When using 2P CRDT data structures (for example 2P-set), how do you free up space?

368 Views Asked by At

2P-set allows to remove the elements from a set, but doesn't allow to free the space those removed elements take up. In fact, removal of an element consumes space, rather that frees it. What's the algorithm to free up space for 2P structures?

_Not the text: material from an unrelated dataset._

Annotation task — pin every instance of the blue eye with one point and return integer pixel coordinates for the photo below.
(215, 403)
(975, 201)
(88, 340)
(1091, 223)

I'm trying to understand for what problems can I use CRDT structures in practice. Without a way to free up space, the 2P CRDT structures seem to have a very limited use for the real world tasks.

1

There are 1 best solutions below

3
On

While I cannot speak for 2P-Set - since I still haven't figured out a practical use case for it. However usually we can apply few techniques:

  1. Compaction of metadata used by CRDT: a lot of CRDTs where initially implemented with very simple design, and later on optimized to meet industry standards. Example of such can be OR-Set reimplemented on top of dotted vector versions. In this implementation you don't need to keep removed elements in memory: instead we can track added/removed elements using dots that could eventually be compressed into vector clocks. Here I described this problem in more detail.
  2. Prunning can be useful, once some of the replicas are no longer needed, eg. because we reduced a number of nodes or these nodes are no longer available. In such case, we can merge the payload with metadata as if it was produced by another replica. Example: given G-Counter represented with map {A:1,B:2,C:1} and a dead node B (which can no longer increment its state), we could prune it by merging B's entry into shape {A:3,C:1}, therefore reducing its size while still preserving the correct value. The problem is that prunning algorithm must guarantee, that all replicas must converge into this decision independently.